A leading actuarial firm has revealed the current legislation to address the management of legacy pensions is operating in a most effective manner for its clients.
Accurium head of education Mark Ellem recognised the specific system change, implemented on 5 April 2022, allowing a legacy pension to be converted to a new market-linked pension while eliminating the possibility of the action creating a transfer balance account excess is achieving significant results.
“We have been doing a number of these conversion reports in relation to clients who have old legacy pensions, particularly large ones, and a lot of them are finding, with the way that the rules work, that they end up being able to completely dismantle their old legacy pension, allowing them to get the money out,” Ellem told delegates at the Accurium SMSF Compliance Day 2023 in Sydney last week.
“They can get the money out either completely out of the fund or let it sit in the accumulation account.

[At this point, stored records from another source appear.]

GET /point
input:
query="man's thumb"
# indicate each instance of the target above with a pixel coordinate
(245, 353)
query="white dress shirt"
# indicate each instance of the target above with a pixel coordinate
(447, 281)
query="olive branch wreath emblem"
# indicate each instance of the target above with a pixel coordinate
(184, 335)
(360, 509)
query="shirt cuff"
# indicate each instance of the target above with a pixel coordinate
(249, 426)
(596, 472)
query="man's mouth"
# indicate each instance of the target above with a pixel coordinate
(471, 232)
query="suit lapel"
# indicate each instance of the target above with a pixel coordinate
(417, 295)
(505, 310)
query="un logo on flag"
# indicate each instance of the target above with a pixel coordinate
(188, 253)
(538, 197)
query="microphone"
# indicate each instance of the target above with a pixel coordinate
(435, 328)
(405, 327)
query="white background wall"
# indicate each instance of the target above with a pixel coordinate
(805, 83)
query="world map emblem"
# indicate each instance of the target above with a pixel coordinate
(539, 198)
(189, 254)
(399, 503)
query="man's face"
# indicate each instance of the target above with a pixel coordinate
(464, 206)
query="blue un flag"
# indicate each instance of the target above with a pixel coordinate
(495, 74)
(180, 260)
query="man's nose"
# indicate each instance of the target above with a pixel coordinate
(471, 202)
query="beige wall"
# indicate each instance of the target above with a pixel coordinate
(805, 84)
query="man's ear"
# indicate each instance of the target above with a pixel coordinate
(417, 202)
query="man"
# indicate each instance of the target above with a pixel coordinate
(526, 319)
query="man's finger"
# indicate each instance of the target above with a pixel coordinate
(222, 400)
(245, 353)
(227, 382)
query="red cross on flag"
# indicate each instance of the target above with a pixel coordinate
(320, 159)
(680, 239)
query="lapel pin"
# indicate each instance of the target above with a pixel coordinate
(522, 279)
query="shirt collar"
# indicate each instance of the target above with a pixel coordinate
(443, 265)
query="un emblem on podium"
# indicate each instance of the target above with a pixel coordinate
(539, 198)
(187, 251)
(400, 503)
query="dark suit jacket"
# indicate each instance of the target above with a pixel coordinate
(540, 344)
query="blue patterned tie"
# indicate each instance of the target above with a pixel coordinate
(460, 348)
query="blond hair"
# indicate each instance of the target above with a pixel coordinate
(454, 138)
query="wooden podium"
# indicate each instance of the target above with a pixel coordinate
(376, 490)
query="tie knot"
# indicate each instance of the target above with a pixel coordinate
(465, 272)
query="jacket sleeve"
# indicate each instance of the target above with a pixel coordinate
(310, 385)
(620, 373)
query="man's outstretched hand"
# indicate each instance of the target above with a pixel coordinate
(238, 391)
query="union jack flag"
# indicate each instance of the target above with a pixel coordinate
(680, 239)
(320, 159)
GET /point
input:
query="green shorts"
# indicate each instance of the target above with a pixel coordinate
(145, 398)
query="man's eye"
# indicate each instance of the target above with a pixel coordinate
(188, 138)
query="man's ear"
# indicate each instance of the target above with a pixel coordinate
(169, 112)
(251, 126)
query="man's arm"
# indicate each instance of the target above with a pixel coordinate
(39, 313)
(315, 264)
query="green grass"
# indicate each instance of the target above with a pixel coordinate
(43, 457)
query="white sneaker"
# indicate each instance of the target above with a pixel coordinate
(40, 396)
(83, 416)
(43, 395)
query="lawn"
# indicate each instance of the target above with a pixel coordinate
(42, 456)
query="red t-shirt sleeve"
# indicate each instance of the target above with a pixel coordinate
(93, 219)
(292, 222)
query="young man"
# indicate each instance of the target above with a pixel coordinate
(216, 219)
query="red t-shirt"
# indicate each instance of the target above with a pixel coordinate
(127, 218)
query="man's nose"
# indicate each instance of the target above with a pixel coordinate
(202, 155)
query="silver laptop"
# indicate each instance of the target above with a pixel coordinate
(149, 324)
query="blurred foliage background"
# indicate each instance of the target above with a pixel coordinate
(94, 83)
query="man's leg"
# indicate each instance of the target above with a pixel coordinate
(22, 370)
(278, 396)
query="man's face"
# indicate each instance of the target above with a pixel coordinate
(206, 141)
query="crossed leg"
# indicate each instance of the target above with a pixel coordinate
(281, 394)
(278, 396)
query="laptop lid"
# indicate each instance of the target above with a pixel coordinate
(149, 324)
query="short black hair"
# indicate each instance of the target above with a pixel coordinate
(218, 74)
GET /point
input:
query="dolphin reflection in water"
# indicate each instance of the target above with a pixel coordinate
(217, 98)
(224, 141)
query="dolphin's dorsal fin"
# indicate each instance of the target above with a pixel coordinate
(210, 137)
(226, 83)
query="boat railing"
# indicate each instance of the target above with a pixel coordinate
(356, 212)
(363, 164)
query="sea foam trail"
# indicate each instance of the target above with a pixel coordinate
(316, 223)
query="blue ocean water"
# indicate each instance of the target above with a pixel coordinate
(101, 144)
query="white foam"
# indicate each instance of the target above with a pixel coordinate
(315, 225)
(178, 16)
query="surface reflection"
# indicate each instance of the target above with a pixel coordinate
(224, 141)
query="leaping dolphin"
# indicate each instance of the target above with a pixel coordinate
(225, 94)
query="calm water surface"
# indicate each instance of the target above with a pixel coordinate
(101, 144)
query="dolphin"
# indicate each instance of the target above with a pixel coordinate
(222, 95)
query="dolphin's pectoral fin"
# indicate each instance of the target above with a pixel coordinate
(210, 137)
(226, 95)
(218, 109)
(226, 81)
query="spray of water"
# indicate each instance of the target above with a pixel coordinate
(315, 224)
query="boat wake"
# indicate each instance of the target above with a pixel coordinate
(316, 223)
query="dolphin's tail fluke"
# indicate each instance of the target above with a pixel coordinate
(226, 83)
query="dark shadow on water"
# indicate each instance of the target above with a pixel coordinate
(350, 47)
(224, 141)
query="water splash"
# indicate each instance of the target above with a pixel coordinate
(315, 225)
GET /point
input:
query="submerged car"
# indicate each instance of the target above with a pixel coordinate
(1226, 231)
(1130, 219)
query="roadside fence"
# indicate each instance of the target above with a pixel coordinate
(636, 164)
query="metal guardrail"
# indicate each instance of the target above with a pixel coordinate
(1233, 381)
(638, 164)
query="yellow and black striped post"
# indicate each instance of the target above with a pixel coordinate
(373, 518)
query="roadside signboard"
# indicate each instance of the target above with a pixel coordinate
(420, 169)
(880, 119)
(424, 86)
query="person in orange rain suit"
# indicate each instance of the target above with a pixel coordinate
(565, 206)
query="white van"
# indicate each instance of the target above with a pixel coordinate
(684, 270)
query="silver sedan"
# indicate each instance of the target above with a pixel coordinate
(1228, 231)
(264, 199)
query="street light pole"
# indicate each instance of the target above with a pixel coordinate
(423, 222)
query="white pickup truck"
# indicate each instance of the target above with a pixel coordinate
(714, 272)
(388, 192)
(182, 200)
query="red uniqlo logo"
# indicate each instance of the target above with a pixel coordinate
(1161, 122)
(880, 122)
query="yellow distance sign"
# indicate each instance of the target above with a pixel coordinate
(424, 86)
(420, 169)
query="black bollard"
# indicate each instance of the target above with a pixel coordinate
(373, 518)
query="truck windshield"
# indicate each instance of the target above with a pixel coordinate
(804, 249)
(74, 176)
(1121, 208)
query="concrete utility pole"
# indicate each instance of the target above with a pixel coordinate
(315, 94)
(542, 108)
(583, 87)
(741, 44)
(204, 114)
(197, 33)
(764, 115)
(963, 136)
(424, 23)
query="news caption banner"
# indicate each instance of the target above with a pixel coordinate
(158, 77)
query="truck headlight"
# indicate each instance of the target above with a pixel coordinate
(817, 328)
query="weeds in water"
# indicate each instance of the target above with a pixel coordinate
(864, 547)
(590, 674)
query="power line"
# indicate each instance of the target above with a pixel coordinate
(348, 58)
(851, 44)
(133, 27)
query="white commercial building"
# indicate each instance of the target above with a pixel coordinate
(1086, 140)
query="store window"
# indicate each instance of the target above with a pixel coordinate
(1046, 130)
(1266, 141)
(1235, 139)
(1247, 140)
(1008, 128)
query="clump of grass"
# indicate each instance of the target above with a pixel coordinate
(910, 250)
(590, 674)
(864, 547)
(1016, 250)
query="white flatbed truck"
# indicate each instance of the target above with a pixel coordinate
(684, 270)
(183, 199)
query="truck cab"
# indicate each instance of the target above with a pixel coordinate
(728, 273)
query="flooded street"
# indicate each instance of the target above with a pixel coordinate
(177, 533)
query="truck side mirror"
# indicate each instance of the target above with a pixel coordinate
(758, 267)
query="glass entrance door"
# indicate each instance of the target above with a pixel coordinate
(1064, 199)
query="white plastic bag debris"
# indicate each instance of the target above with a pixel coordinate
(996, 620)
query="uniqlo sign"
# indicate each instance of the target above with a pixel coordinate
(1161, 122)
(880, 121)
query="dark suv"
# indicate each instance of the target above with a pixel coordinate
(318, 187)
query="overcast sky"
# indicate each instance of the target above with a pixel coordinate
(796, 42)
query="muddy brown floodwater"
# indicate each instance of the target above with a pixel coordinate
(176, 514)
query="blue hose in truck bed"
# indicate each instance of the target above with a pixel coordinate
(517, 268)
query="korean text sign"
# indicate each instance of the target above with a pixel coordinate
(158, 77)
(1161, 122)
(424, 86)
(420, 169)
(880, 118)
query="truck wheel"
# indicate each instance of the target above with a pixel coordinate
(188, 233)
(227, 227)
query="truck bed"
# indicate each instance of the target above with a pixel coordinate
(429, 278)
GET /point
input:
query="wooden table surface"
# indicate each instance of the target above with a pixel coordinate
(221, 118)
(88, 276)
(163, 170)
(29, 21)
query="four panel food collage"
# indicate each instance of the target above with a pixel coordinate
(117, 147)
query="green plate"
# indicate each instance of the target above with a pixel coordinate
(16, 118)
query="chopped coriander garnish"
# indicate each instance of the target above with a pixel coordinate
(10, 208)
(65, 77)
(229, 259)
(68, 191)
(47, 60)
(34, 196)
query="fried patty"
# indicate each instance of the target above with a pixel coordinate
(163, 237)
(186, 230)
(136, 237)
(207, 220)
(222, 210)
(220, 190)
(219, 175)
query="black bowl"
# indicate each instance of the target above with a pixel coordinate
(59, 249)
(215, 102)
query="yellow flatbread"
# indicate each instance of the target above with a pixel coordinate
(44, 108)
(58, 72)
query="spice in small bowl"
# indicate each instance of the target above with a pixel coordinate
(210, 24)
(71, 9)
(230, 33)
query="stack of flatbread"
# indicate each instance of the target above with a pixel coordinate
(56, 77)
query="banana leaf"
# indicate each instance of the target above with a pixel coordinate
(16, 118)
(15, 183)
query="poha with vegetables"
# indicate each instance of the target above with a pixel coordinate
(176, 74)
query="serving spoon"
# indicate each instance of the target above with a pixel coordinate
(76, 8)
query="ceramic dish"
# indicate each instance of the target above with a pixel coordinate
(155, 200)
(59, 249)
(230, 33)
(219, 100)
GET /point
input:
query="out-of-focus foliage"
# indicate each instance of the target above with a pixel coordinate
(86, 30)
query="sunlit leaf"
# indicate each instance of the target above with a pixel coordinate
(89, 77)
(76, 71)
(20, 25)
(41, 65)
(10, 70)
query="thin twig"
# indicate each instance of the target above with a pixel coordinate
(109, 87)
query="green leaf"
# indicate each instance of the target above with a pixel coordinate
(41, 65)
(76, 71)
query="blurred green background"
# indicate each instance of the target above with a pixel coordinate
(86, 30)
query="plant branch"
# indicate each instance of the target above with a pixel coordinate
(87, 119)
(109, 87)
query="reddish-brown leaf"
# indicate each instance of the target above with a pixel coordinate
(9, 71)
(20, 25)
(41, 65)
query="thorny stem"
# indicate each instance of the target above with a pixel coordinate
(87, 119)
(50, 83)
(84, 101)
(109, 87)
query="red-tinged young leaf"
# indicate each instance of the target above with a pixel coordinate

“Now the advantage of having the money in the accumulation account is if they wake up one morning and they’re not feeling too healthy, then they’ve got the ability to pull money out of the fund and so when they do pass away, it won’t be treated as a superannuation death benefit subject to tax.
“Instead, if they have no tax dependants, it will be treated as their own personal asset which will be dealt with under their will.”
He took the opportunity to remind practitioners income stream strategies involving partial commutations to create more transfer balance cap space for clients are not applicable to existing market-linked pensions.
“So if you drew down over the minimum pension amount, which last year was 45 per cent of the calculated amount and this financial year 90 per cent of the calculated amount, if you drew down 110 per cent, could you treat that as a partial commutation?” he said.
“No, because a market-linked pension is non-commutable.”